# 10gal Community



## RandyTheBettaFish (Jul 11, 2012)

Just throwing the idea around about having a 10 gallon community tank. I have never had one before so it will be a new challenge for me. The fish I was thinking about adding are Platies, Mollies, and Barbs of some sort. If anyone has any advice at all, it would be appreciated. Also, are those fish okay to have together? Thanks for your time!!


----------



## fishlover530 (Nov 13, 2012)

sorry no molly. they are brackish water and need 20 gallons+ you could get a betta 3 platy or if you want you can add some shrimp or snails to the tank.


----------



## fishlover530 (Nov 13, 2012)

*community aquarium*

the fish work fine but i would not get mollies. they are brackish water. you can get the platy or neon tetras with shrimp and snails. if you want platy 3 platy one betta and if you want 3 shrimp and a snail.


----------



## RandyTheBettaFish (Jul 11, 2012)

Okay thank you. Ill see what other fish would be good.


----------



## MaisyDawgThirteen (Dec 7, 2011)

i have a 10 gallon with 2 platies, 1 guppy and 5 espei rasbora (essentially dwarf halrequin lol). It is a nice tank.


----------



## RandyTheBettaFish (Jul 11, 2012)

Those sound really cool together! Maybe I will do those fish...


----------



## MaisyDawgThirteen (Dec 7, 2011)

I originally had 5 guppies and 5 espei rasbora, and 3 died, and another was aggressive. So I was left with one guppy happy on his own. Most guppies prefer friends, though. So, 2 platies did the trick.

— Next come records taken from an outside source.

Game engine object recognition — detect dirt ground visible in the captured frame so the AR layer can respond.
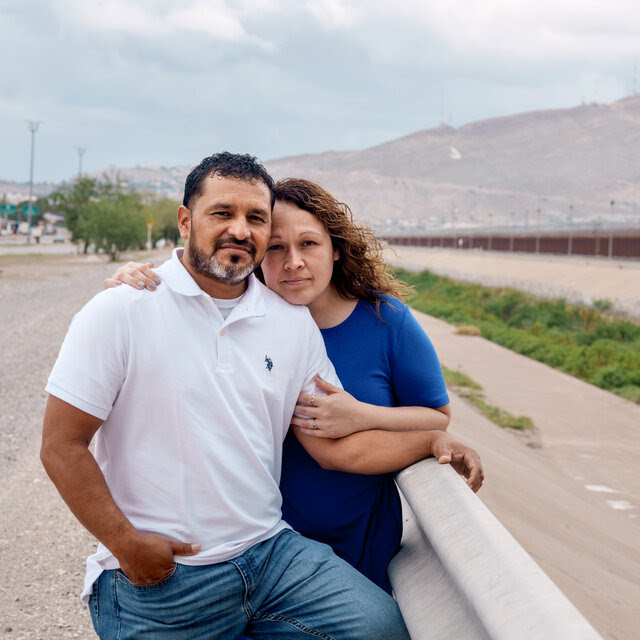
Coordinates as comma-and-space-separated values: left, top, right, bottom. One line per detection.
0, 248, 638, 639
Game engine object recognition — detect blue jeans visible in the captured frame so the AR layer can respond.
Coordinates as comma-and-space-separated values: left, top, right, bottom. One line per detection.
89, 530, 409, 639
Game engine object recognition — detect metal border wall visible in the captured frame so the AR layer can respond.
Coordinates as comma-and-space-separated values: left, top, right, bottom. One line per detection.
388, 459, 603, 640
384, 233, 640, 259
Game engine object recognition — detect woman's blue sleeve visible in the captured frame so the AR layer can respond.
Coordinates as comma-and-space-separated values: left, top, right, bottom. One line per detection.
390, 306, 449, 408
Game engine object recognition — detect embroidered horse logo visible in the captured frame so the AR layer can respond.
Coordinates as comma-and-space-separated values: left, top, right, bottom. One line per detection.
265, 355, 273, 371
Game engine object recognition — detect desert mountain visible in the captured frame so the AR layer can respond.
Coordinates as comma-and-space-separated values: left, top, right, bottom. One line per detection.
265, 95, 640, 234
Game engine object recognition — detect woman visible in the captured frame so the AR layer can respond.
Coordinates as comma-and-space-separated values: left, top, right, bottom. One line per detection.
105, 178, 482, 593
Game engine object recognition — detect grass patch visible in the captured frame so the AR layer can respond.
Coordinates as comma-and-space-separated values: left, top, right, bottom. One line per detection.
454, 324, 482, 336
443, 366, 534, 431
442, 367, 482, 390
397, 268, 640, 405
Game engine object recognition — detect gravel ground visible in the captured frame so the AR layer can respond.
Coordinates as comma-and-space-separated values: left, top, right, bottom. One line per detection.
0, 250, 168, 638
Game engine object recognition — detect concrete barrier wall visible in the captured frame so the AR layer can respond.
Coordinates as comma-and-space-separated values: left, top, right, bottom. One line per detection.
388, 459, 603, 640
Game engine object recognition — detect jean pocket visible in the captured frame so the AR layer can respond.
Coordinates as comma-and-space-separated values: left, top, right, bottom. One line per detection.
115, 563, 180, 591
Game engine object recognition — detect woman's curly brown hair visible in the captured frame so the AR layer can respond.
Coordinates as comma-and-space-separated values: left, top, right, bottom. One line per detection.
273, 178, 412, 311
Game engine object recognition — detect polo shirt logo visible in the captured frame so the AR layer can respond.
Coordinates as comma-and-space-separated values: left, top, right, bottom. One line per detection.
265, 355, 273, 372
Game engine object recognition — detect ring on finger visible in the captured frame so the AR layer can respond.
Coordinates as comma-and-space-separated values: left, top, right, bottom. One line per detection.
312, 421, 319, 430
310, 395, 316, 407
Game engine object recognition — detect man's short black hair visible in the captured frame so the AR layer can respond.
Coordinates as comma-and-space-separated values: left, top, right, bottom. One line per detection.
183, 152, 276, 210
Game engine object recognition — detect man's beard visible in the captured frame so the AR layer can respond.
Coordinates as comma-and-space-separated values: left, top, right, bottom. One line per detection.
187, 225, 258, 286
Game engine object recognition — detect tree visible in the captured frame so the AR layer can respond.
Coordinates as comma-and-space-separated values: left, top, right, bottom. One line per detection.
47, 177, 100, 251
85, 191, 147, 261
47, 177, 148, 259
142, 197, 181, 246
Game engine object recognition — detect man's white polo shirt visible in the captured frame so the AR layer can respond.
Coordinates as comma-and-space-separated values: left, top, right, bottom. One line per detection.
46, 249, 340, 601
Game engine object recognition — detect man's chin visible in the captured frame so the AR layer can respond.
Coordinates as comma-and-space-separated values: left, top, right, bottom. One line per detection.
202, 261, 256, 285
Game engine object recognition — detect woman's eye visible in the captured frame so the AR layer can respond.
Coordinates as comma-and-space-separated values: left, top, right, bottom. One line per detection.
302, 241, 316, 247
267, 245, 283, 251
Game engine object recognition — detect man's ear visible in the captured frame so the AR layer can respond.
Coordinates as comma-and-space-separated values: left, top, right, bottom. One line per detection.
177, 205, 191, 240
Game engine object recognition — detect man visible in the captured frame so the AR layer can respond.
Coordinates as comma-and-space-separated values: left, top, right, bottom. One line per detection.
41, 152, 480, 639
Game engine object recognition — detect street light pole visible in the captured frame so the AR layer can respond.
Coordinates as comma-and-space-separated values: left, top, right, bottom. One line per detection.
78, 147, 86, 177
26, 120, 40, 245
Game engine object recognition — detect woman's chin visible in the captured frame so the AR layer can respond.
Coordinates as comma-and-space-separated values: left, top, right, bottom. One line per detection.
273, 288, 312, 307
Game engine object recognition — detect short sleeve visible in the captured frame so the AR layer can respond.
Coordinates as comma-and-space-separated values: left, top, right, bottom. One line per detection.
302, 317, 342, 395
45, 290, 129, 420
391, 306, 449, 408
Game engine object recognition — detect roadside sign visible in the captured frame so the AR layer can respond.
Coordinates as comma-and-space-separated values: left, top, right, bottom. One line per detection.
22, 204, 39, 217
1, 203, 17, 216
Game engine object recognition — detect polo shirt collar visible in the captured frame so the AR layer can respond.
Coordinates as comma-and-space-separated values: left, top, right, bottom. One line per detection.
162, 248, 266, 318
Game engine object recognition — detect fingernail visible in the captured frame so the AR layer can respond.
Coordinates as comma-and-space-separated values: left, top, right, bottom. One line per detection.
136, 281, 145, 288
147, 283, 156, 290
154, 278, 161, 285
191, 544, 201, 552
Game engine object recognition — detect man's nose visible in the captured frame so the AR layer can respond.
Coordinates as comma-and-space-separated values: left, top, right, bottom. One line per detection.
227, 216, 250, 240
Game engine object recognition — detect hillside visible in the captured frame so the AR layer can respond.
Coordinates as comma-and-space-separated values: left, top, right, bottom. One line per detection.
6, 95, 638, 234
266, 95, 640, 233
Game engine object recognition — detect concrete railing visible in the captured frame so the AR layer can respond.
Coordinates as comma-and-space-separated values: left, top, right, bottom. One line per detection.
388, 459, 603, 640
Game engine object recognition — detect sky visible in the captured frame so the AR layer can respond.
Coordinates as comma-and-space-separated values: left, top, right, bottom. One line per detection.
1, 0, 639, 183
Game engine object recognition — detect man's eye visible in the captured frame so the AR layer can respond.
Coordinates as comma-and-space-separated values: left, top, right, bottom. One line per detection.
250, 215, 267, 223
213, 211, 230, 217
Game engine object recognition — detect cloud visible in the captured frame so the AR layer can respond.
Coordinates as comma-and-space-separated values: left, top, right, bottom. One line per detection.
55, 0, 276, 47
1, 0, 639, 182
303, 0, 361, 30
364, 0, 640, 62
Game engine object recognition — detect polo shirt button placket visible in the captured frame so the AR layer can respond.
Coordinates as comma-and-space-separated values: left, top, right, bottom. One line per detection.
218, 324, 232, 372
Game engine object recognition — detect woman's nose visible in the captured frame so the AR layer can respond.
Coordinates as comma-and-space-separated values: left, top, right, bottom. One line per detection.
284, 248, 304, 269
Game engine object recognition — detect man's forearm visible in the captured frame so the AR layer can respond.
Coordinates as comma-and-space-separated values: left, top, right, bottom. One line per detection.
40, 434, 140, 558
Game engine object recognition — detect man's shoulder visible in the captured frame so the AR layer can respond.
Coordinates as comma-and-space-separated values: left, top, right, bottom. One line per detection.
77, 279, 165, 325
255, 279, 314, 320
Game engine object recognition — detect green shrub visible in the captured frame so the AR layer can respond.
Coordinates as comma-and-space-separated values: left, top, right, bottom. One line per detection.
395, 267, 640, 404
593, 298, 613, 312
593, 365, 632, 389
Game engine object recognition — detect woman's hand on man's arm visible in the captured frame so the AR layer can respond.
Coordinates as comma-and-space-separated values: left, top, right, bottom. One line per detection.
292, 375, 450, 439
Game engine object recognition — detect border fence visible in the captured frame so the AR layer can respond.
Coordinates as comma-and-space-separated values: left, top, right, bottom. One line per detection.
382, 231, 640, 259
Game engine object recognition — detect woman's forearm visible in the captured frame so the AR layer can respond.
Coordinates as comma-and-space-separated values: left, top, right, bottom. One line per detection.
355, 402, 450, 433
296, 428, 439, 474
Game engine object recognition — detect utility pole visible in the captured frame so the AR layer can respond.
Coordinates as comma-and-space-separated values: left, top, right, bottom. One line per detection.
26, 120, 40, 245
77, 147, 86, 177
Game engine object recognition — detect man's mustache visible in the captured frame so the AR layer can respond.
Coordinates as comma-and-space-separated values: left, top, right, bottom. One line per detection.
213, 236, 256, 255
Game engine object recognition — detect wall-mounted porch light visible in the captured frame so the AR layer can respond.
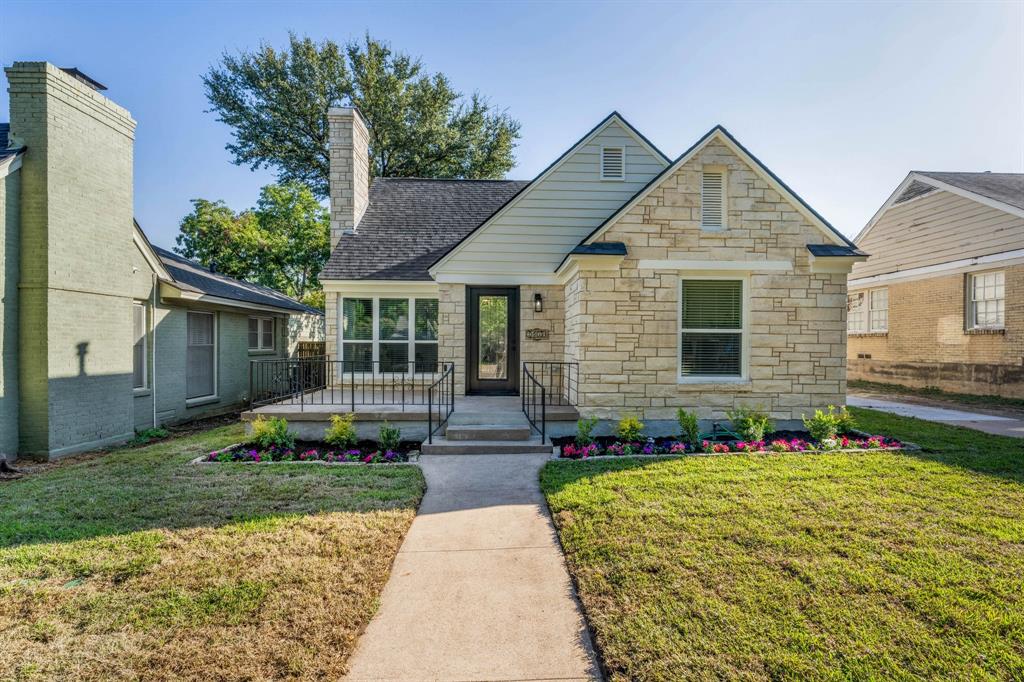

You could do something like this:
-4 Male Guppies
-5 Harlequins
or
-2 Male Platies
-5 Harlequins

You will almost certainly not find espei's rasbora, they are not common, and I got them by accident, they were labeled as harlequins and are smaller. If you have sand you could do a tank full of cory cats. 

Livebearers like guppies and platies like hard water, and most tetras prefer soft.

Most barbs are nippy, and fight a lot. Cherry barbs are relitively peaceful, though. But I don't know if they fit in a 10 gallon.


----------



## ebettalover963 (Jun 2, 2012)

mollies take salt and barbs might be a little nippy but guppies, platies, a male betta works nice because that is what i have and i am doing o k just be ready to get babies because they reproduce like rabbits and watch the bigger fish in the tank too when the babies are born

PS they are livebearers (they don't lay eggs)


----------



## MaisyDawgThirteen (Dec 7, 2011)

Bettas are not usually reccomended to be housed with guppies since they can sometimes mistake male guppies for another betta and attack it.


----------